DougReeder · February 8, 2022, 4:08am

There’s no real need for remotestorage.js to have code to retry a failed read - the next regularly scheduled poll should succeed if the read failure was due to some temporary server condition.

Writes that fail due to a temporary server condition are more of a problem - if nothing is done, the document appears normal when accessed from the local store, but is not synced to a server. If the user is actively editing the document, presumably the app will alert the user that an error occurred. The user interface would give the user some mechanism to attempt to save again, either explicitly or implicitly. But if writes continue to fail, or the user doesn’t know to try, the document is still left in an anomalous state.

If the user is importing many documents, and some writes fail, it may not be clear which documents need to be saved again. Indeed, a number of document types (such as calendar items and bookmarks) can’t be accessed by anything like a file name, so it would be hard to inform the user which documents failed to save. Importing many documents is also more likely to trigger a failed write, as there’s no mechanism to control the rate at which write requests are sent. It’s also worth noting that importing is likely to be one of the earliest interactions a user has with RS - if errors crop up, it will be hard for the user to trust RS.

It’s not clear whether remotestorage.js or the app is responsible for retrying. Servers might send 503 Service Unavailable status with a Retry-After HTTP header, but I can’t find any code in remotestorage.js that references any 5xx status codes (aside from some Dropbox tests).

Is this scenario one that RS currently doesn’t handle well, or have I overlooked something?

raucao · March 5, 2022, 5:05pm

I tried to understand this issue, but as described I’m failing to see how this would not be a bug (which hasn’t been reported yet AFAIK). If a write fails, then I think the next sync should absolutely try to PUT that document again, no matter why it wasn’t synced last time.

Regarding bulk imports, I can see how servers could be improved by implementing tree-level locking/queuing in order to prevent race conditions with parent folder ETAG updates or something in that direction. Then again, the actual folder ETAGs aren’t really important (only that they change when a document in its tree has changed), since the worst case is just that the client looks for document updates in that directory tree again. But maybe it would prevent some exceptions or bugs depending on how the server is implemented.

Anything that isn’t 200 or 201 means the PUT failed:

https://github.com/remotestorage/remotestorage.js/blob/9bd1292a830dbea03c990788aa189c96ee70c7c3/src/baseclient.ts#L274

DougReeder · March 5, 2022, 10:04pm

503 Service Unavailable and 504 Gateway Timeout should definitely be retried. 500 internal Server Error, 502 Bad Gateway and 507 Insufficient Storage could also be retried.

raucao · March 22, 2022, 3:55pm

I have double-checked and verified that those are already retried automatically, as long as caching is enabled for the folder/path.

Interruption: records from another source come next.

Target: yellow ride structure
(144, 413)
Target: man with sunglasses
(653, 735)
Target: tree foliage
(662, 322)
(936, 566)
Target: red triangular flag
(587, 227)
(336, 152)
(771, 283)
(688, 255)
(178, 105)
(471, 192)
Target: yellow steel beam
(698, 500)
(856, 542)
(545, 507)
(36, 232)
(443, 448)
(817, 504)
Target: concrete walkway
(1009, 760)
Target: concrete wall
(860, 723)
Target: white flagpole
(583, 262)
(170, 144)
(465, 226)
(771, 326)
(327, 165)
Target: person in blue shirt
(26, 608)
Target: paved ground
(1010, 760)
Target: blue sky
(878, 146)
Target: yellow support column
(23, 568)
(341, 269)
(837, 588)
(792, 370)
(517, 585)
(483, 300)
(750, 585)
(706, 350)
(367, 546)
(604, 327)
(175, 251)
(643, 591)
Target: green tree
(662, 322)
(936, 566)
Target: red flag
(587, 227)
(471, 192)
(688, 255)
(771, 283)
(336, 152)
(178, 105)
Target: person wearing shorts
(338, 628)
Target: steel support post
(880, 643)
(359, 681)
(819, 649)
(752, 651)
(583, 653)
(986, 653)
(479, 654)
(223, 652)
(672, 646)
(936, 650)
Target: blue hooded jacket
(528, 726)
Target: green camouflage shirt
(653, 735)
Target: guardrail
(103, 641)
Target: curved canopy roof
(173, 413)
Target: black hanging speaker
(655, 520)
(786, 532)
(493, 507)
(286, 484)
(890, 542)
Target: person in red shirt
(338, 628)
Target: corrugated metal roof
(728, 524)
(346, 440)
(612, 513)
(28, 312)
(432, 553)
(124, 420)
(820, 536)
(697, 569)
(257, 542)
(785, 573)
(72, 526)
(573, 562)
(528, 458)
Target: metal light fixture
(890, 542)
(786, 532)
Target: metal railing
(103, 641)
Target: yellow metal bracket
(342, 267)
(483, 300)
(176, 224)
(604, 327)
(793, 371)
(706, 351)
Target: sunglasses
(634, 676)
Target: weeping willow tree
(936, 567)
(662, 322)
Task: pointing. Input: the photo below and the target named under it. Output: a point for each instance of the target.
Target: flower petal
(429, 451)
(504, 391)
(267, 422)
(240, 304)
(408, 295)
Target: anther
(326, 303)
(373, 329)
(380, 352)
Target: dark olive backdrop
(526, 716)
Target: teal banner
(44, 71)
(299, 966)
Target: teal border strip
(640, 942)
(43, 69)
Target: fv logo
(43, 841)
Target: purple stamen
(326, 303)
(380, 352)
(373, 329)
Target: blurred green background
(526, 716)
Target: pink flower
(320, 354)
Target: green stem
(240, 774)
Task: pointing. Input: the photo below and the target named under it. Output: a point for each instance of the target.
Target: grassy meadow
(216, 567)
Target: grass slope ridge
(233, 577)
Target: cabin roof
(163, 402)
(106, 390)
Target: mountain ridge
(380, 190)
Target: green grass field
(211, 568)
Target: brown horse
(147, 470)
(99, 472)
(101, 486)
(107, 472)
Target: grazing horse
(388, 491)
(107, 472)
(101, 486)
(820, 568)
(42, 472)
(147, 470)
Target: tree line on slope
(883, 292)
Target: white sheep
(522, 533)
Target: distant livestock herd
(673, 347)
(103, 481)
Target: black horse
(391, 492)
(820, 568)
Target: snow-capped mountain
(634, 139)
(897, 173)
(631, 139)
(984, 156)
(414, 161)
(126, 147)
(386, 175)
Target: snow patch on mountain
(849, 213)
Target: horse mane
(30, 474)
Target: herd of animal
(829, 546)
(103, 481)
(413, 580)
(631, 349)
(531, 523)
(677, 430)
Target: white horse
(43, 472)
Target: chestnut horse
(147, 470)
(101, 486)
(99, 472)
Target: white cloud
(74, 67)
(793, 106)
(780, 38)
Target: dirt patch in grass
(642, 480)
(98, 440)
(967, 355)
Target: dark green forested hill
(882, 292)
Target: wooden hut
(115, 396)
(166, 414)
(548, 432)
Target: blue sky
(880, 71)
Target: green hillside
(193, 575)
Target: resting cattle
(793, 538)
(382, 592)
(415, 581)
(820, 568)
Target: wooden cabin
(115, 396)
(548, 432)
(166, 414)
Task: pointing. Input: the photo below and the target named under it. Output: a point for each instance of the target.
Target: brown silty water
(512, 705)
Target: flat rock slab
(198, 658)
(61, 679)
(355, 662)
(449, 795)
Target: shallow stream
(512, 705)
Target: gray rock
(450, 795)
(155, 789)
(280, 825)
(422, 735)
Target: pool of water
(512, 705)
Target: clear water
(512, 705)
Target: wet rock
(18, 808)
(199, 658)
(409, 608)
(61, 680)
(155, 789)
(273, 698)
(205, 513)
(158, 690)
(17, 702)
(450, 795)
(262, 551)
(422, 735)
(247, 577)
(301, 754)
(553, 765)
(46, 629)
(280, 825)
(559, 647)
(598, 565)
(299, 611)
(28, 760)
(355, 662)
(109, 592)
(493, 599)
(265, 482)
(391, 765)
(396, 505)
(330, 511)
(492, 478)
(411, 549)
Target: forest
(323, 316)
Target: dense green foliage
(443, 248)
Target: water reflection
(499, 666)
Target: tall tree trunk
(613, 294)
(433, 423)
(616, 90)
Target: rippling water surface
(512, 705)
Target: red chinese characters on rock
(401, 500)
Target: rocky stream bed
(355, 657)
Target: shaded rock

Any code that isn’t 200 or 201 should be retried automatically. As far as I can see, there is no need to discern between other response codes, since anything not successful means the document isn’t synced yet.

DougReeder · March 22, 2022, 5:10pm

That’s good to hear.

Do we have any automated tests for that? I’m not seeing any in remotestorage.js/baseclient-suite.js at master · remotestorage/remotestorage.js · GitHub or anywhere else.